Highly recommended for those interested in a more human-centric, creative type of science fiction.

Thank you to ECW Press Audio and NetGalley for providing an advance copy of this audiobook in exchange for my honest review. The audiobook will be released on June 30th, 2022 (the printed book was released on May 17th)

This Time Tomorrow by Emma Straub (Literary Fiction)

Writing: 4.5/5 Characters: 4/5 Plot: 5/5

On Alice’s 40th birthday, she finds herself working in the admissions office of the private Upper West Side school she attended as a child, single, and facing the death of her only parent — an unconventional single dad who earned his keep with a best selling science fiction novel about time travel. But here is where things take a sharp 90 degree turn: after a drunken blow out of a birthday, she falls asleep in the shed outside her father’s house and wakes up … as her teenage self on her 16th birthday.

This was an impressive book in that we have all the character depth, insight, and good writing of a literary novel with the fantastic philosophical considerations made possible by the opportunity to potentially impact the future with some targeted behavior shifts on this one, important night. I loved her wry tone and engaging reflections, and I greatly enjoyed her descriptions of New York City from the perspective of a native. As a diehard SF fan, I was also pretty impressed with the breadth of time travel stories Alice ponders as she tries to come to terms with her situation. Some impressive thoughts about the nature of grief as well. I both enjoyed reading this book and feel like I gained some understanding from it as well.

Some fun quotes:

“In the real world, and in her own life, Alice had no power, but in the kingdom of Belvedere, she was a Sith Lord, or a Jedi, depending on whether one’s child got in or not.”

“Her pants were so long that they dragged on the ground, creating a seismograph of filth along the raw bottom edge.”

“It was like there were two of her, the teenage Alice and the grown-up Alice, sharing the same tiny patch of human real estate.”

“Everyone was gorgeous and gangly and slightly undercooked, like they’d been taken out of the oven a little bit too early, even kids that she’d never really looked at too closely, like Kenji Morris, who was taking the SAT class a whole year early, like he was Doogie Howser or something.”

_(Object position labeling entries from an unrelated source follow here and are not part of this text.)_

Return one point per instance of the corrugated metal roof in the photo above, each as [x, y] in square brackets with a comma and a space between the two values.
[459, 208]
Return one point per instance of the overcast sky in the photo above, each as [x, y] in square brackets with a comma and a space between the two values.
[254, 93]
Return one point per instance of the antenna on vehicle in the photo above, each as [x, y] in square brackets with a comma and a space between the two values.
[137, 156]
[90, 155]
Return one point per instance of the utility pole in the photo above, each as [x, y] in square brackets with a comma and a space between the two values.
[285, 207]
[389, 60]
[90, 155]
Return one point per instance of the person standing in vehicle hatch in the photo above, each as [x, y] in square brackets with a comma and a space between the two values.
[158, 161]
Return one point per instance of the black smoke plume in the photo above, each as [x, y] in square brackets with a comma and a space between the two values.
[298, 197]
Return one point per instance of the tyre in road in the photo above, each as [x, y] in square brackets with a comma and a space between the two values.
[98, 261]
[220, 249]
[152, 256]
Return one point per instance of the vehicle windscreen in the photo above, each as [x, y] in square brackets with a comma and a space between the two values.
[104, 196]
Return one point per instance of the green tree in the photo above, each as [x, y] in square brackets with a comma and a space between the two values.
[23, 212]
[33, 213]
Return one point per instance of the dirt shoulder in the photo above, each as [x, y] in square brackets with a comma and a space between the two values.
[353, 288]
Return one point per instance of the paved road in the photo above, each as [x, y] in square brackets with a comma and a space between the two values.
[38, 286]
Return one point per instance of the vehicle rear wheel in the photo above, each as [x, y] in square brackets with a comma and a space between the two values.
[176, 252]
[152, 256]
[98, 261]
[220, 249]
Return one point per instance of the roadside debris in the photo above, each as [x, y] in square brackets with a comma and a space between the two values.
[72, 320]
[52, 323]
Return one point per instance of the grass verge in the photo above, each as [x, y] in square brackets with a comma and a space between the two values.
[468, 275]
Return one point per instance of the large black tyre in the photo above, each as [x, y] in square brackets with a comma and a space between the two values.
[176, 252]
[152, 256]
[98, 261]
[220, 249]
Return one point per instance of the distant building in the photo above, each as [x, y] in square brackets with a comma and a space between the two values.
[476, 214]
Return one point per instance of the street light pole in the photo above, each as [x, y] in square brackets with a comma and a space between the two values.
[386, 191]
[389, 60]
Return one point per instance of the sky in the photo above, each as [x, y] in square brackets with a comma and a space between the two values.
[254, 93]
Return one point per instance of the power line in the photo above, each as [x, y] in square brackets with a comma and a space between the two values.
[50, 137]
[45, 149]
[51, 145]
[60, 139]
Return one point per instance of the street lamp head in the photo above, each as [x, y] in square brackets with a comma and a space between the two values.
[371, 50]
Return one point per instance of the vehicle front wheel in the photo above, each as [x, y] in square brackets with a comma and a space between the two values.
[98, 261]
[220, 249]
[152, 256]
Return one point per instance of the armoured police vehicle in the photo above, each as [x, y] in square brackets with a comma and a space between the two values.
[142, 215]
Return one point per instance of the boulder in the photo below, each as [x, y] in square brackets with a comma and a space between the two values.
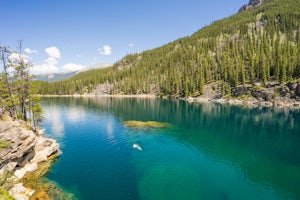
[283, 91]
[239, 91]
[262, 94]
[297, 90]
[44, 148]
[19, 192]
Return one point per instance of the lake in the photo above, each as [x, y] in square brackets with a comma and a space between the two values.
[207, 151]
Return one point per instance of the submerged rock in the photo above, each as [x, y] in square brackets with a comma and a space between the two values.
[147, 124]
[19, 192]
[23, 155]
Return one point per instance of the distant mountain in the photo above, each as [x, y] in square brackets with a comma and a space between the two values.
[53, 77]
[257, 47]
[251, 4]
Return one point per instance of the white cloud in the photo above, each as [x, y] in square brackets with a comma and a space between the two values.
[53, 52]
[30, 51]
[71, 67]
[15, 58]
[44, 69]
[51, 61]
[105, 50]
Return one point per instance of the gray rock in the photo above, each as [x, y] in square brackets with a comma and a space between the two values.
[240, 90]
[19, 192]
[283, 91]
[297, 90]
[262, 94]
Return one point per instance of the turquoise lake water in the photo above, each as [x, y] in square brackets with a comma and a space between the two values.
[208, 151]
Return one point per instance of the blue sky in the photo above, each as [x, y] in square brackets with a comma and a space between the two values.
[64, 35]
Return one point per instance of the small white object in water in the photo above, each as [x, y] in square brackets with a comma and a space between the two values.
[136, 146]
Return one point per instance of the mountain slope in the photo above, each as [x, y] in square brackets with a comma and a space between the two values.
[254, 47]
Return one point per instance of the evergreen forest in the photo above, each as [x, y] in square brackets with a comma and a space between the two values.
[260, 45]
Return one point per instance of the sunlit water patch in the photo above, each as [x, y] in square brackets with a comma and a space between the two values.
[206, 151]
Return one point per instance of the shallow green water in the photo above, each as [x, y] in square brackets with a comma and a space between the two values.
[209, 151]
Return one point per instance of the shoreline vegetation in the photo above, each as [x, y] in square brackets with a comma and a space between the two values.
[244, 100]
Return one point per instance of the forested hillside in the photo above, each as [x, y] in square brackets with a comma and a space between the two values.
[259, 45]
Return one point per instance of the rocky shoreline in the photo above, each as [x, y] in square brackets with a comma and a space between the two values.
[22, 153]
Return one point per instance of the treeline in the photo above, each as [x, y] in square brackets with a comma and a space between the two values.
[258, 45]
[16, 91]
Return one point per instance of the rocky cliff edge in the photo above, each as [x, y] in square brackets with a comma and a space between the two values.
[21, 152]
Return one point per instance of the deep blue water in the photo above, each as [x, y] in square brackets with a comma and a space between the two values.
[209, 151]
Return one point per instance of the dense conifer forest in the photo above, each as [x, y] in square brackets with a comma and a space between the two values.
[260, 45]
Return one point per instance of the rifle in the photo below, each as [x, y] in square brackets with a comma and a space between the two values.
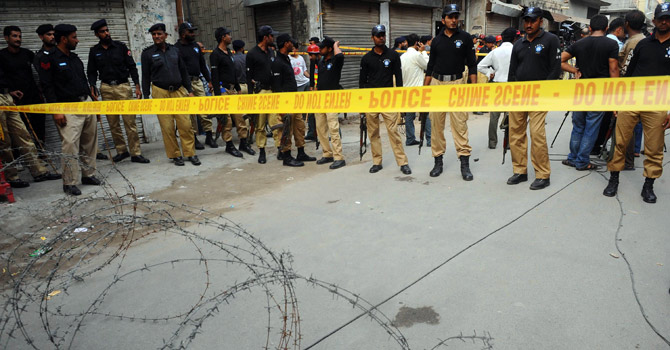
[363, 144]
[422, 132]
[505, 126]
[559, 128]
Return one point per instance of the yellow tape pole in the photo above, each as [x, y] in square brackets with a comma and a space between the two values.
[611, 94]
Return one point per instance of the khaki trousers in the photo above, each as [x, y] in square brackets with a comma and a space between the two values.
[297, 131]
[459, 128]
[652, 124]
[240, 125]
[15, 135]
[328, 124]
[205, 121]
[115, 93]
[391, 120]
[80, 139]
[183, 124]
[261, 137]
[518, 143]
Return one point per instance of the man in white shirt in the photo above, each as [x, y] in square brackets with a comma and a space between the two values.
[495, 66]
[413, 63]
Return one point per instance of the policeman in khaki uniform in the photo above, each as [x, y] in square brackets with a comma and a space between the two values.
[63, 80]
[537, 56]
[164, 76]
[328, 124]
[651, 57]
[378, 68]
[224, 78]
[259, 81]
[112, 62]
[283, 80]
[194, 60]
[451, 52]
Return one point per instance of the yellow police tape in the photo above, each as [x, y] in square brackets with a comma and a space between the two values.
[615, 94]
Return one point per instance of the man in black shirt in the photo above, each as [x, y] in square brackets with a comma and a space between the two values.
[113, 63]
[451, 51]
[15, 135]
[535, 57]
[378, 68]
[17, 63]
[328, 124]
[259, 81]
[283, 80]
[164, 75]
[597, 57]
[224, 78]
[63, 80]
[651, 57]
[194, 59]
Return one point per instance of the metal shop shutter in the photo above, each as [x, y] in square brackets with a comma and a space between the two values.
[277, 16]
[351, 23]
[406, 20]
[496, 23]
[28, 15]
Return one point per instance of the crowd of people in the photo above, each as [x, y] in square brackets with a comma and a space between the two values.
[453, 56]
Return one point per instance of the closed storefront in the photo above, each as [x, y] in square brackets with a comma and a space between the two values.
[496, 23]
[278, 16]
[405, 20]
[351, 23]
[28, 15]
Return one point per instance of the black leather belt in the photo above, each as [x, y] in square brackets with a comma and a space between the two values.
[447, 77]
[114, 82]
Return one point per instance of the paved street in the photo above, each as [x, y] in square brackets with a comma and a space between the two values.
[444, 262]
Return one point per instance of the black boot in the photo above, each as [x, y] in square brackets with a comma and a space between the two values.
[230, 149]
[244, 147]
[465, 168]
[198, 145]
[612, 185]
[303, 157]
[261, 155]
[290, 161]
[648, 191]
[209, 141]
[437, 169]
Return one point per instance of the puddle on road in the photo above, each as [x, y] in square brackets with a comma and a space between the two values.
[408, 316]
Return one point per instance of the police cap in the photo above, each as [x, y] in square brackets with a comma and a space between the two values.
[157, 26]
[98, 24]
[44, 28]
[451, 9]
[532, 12]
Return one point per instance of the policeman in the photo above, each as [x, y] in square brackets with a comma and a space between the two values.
[224, 77]
[17, 63]
[651, 57]
[113, 62]
[63, 80]
[328, 124]
[259, 81]
[451, 51]
[378, 67]
[164, 75]
[194, 59]
[15, 136]
[283, 80]
[535, 57]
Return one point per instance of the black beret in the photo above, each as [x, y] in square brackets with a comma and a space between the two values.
[157, 26]
[98, 24]
[44, 28]
[65, 28]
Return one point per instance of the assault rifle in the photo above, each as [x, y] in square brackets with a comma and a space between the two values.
[363, 143]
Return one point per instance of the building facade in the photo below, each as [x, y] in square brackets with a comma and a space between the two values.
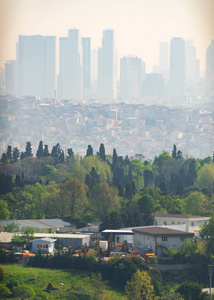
[159, 239]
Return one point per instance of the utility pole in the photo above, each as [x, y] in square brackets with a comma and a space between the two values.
[210, 272]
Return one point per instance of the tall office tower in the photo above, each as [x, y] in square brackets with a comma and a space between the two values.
[164, 60]
[11, 79]
[86, 67]
[94, 61]
[192, 64]
[69, 78]
[107, 80]
[62, 78]
[130, 78]
[74, 67]
[177, 69]
[36, 66]
[50, 67]
[210, 62]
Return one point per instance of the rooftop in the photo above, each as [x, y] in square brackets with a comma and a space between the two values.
[159, 231]
[178, 216]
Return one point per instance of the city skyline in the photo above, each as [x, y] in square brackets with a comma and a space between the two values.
[139, 25]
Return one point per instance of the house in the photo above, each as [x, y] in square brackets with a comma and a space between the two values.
[67, 239]
[41, 225]
[185, 222]
[45, 245]
[159, 239]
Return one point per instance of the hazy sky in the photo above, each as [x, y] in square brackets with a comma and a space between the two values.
[139, 24]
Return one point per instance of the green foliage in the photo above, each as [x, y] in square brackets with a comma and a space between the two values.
[11, 227]
[50, 286]
[190, 290]
[140, 287]
[205, 178]
[4, 211]
[4, 291]
[1, 274]
[23, 291]
[196, 203]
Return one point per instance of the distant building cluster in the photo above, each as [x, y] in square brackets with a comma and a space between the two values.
[86, 74]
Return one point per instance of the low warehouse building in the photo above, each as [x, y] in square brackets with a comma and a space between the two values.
[159, 239]
[66, 239]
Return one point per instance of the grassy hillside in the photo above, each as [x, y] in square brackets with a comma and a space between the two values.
[74, 281]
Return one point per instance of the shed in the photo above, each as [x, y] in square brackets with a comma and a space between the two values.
[45, 245]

“Her vision was clear, but it was coming from two different feeds. Alice was herself, only herself, but she was both herself then and herself now. She was forty and she was sixteen.”

“Like many transplants from small towns around the world, Matt seemed to look at New York City as a set to walk through, not thinking too much about what had come before.”

Thank you to Riverhead Books and NetGalley for providing an advance copy of this book in exchange for my honest review. The book was published on May 17th, 2022.